The knee-jerk, on-the-fly explanation was that, basically, teams can’t trade cash and/or cap space. That’s precisely what would have happened with Clowney. Cleveland or Jacksonville would have signed him and paid a sizable chunk of his 2020 compensation before trading him to New Orleans or Baltimore. The destination team would have surrendered a draft pick and/or a player to compensate the signing team for paying part of Clowney’s salary.

Efforts over the course of the past six days to get a more thorough and detailed explanation for the league’s position on the matter have been unsuccessful. Which leads to this inescapable conclusion: The teams involved should have just done it, and the league wouldn’t have been able to stop it.

As the saying goes, it’s better to ask for forgiveness than permission. Although that approach doesn’t entirely apply here (and isn’t always the best way to go, anyway), the Saints and Ravens erred in asking for permission. They should have just done it.

How could the league have stopped it? Browns or Jaguars sign Clowney. Permissible. Browns or Jaguars then trade Clowney the next day to Saints or Ravens. Also permissible.

As to the idea of not trading cash or cap space, that bridge already has been crossed. In 2017, the Texans traded quarterback Brock Osweiler and a second-round pick to the Browns. Basically, the Browns bought a second-round pick for absorbing $16 million in cash and cap obligations under Osweiler’s fully-guaranteed 2017 salary. If the league allowed that trade, there’s no way it couldn’t have allowed Clowney to be signed and partially paid by one team and then traded to another team.

Indeed, last year the Texans did just that with Clowney. On the Saturday of Labor Day weekend, the Texans signed Clowney to a one-year, $15 million deal, paid $7 million of the amount, and traded him to the Seahawks for a third-round pick and two players. The league let it happen.

The difference, of course, was that the Texans held Clowney’s contractual rights via the franchise tag. But, still, the transaction consisted of the Texans paying $7 million in cash and cap space to get value from the Seahawks for Clowney.

So why didn’t the Browns/Saints or Jaguars/Ravens just proceed? The concern was that, if the league stepped in and prevented the trade, Clowney would have been stuck with a team he didn’t want to play for.

Still, that likely wouldn’t have happened. The logic of preventing a trade quickly collapses when considering the implications. Would the Browns have been prevented from trading Clowney to anyone at any point before the trade deadline?
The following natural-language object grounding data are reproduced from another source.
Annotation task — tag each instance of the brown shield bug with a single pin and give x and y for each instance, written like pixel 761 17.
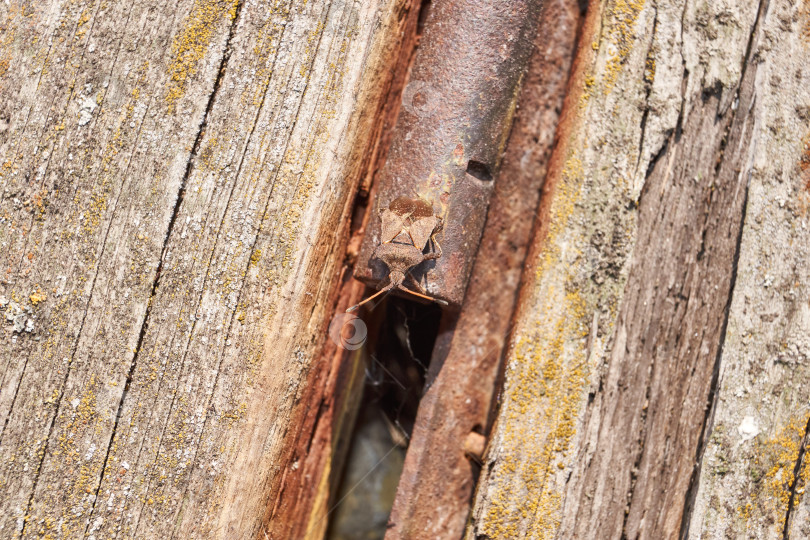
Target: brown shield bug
pixel 408 227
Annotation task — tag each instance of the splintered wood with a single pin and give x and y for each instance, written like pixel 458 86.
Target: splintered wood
pixel 657 379
pixel 175 184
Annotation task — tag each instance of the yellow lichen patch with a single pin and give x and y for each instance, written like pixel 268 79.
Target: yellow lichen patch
pixel 620 34
pixel 773 473
pixel 804 162
pixel 545 385
pixel 191 44
pixel 37 296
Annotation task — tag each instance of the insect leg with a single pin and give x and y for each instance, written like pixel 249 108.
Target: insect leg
pixel 417 284
pixel 372 297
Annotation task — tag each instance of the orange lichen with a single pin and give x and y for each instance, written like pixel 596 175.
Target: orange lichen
pixel 804 162
pixel 624 14
pixel 191 44
pixel 773 472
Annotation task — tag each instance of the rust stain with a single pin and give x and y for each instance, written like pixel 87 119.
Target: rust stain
pixel 450 135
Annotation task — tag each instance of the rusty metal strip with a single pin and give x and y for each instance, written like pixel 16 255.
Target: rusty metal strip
pixel 452 130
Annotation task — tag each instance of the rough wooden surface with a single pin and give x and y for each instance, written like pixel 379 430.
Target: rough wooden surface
pixel 176 183
pixel 435 490
pixel 681 116
pixel 748 485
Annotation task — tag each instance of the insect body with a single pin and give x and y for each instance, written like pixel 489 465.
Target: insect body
pixel 408 226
The concern here arose from the bang-bang sequence of signing Clowney then trading him. And since the league was able to keep it from happening simply by saying “no” to a set of circumstances that hadn’t actually become ripe, the league never had to do what common sense and a fair reading of all applicable rules suggest would have happened if the Clowney sign-and-trade had unfolded: The deal would have gone through.